Warum das wichtig ist: Damit endet ein 50-jähriger Irrweg, der den Schwarzen nichts gebracht hat – ausser Ressentiment, Misserfolg und Spott.
Als der amerikanische Kongress 1964 mit dem Civil Rights Act die Segregation, die staatlich zugelassene Diskriminierung der Schwarzen, wie sie insbesondere im Süden mehr als hundert Jahre lang betrieben worden war, für immer aufhob, war das eine der grandiosen Errungenschaften dieses grandiosen Landes:
- Obwohl die Sklaverei 1865 abgeschafft worden war – nach einem der blutigsten Bürgerkriege aller Zeiten – waren die Schwarzen in Amerika faktisch nie ganz befreit worden
- Im Süden herrschte «Jim Crow», wie diese diversen Gesetze genannt wurden, die ein brutales, kleinkariertes und rassistisches System am Leben erhielten, das die Schwarzen von den Weissen trennte
- Schwarze mussten in andere (schlechtere) Schulen gehen, Schwarze durften nicht in alle Restaurants, für Schwarze gab es spezielle (schmutzige) Toiletten, und Schwarze hatten im Bus hinten zu sitzen, während die Weissen vorne thronten – die Liste der Gemeinheiten liesse sich endlos fortsetzen
Jetzt wurden die «Jim Crow laws» endlich beseitigt – nach einem mutigen, fast immer gewaltfreien Kampf, den die Schwarzen unter Führung von Charismatikern wie Martin Luther King Jr. gewonnen hatten, aber lange nicht allein, vielmehr hatten sie sehr viele Weisse, besonders aus dem Norden, dabei unterstützt.

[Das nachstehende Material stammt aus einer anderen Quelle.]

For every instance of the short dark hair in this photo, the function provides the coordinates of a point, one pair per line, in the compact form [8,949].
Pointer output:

Manche – Schwarze wie Weisse – waren dafür sogar gestorben. 1964 war ein Gesetz beschlossen worden, auf das die Amerikaner bis heute stolz sind. Zu Recht.
Das gleiche Gesetz, das die Gleichstellung aller Amerikaner unabhängig von ihrer «Rasse» durchsetzte, legte allerdings auch fest, dass niemand künftig gezwungen sei, eine Art positiven Rassismus anzuwenden:
- Kein Arbeitgeber, so heisst es im Gesetz, «muss eine Person oder eine Gruppe präferenziell einstellen», selbst wenn sich die Belegschaft anders zusammensetzt als etwa die ganze Bevölkerung
- Als die Politiker seinerzeit den Rassismus aus dem Gesetz verbannten, wollten sie ihn nirgendwo wieder auferstehen sehen – auch dann nicht, wenn er gut gemeint war
Trotzdem geschah das Gegenteil. Zuerst Gerichte und Behörden, dann Unternehmen und Universitäten stellten diese Regel auf den Kopf.

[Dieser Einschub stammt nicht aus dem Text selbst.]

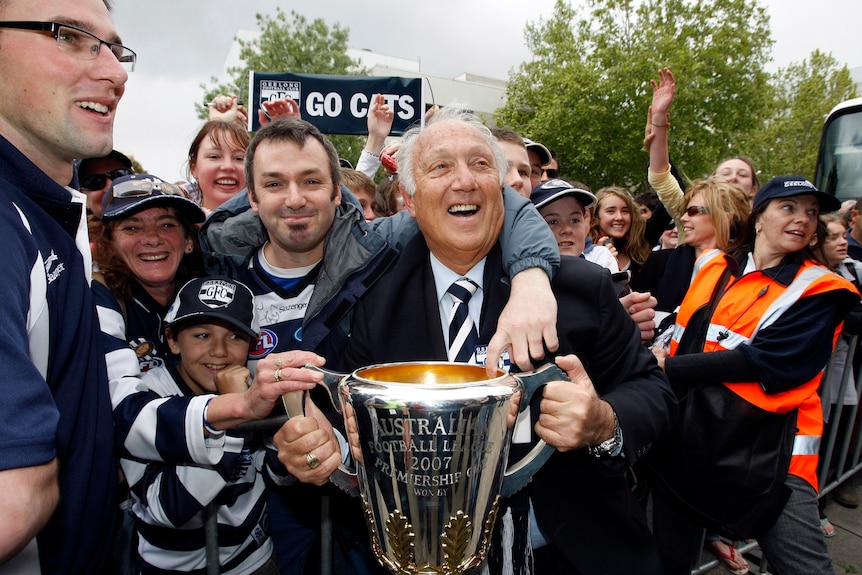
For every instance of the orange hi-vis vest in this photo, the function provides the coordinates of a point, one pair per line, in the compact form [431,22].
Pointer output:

Seit Beginn der 1970er Jahren kam in den USA die sogenannte «Affirmative Action» auf, ein oft sehr komplexes Ausleseverfahren, das zum Ziel hatte, angeblich oder tatsächlich diskriminierte Minderheiten zu fördern, im Wesentlichen sorgte man sich um die Schwarzen, etwas weniger um die Hispanics und die Indianer
- Man sprach von Ungerechtigkeit, am Ende ging es nur um Prozente
- Wenn von allen Studenten, die eine Universität aufnahm, bloss 5 Prozent Schwarze waren, entsprach das weniger als deren Anteil an der Gesamtbevölkerung, der bei 13,6 Prozent liegt. Und schon musste die Universität befürchten, dass man ihr «Rassismus» vorhielt
Martin Luther King Jr., Bürgerrechtler: «I have a Dream.» Er meinte eine farbenblinde Gesellschaft. (Bild: Keystone)
Aus diesem Grund setzte sich eine Praxis fest, die darauf hinauslief, dass die Universitäten ihre Studenten nicht allein aufgrund der Fähigkeit und Intelligenz auswählten, sondern auch nach ihrer Rasse.
Kurz, das Leistungsprinzip galt nur von Fall zu Fall. Und das ausgerechnet an den besten Universitäten.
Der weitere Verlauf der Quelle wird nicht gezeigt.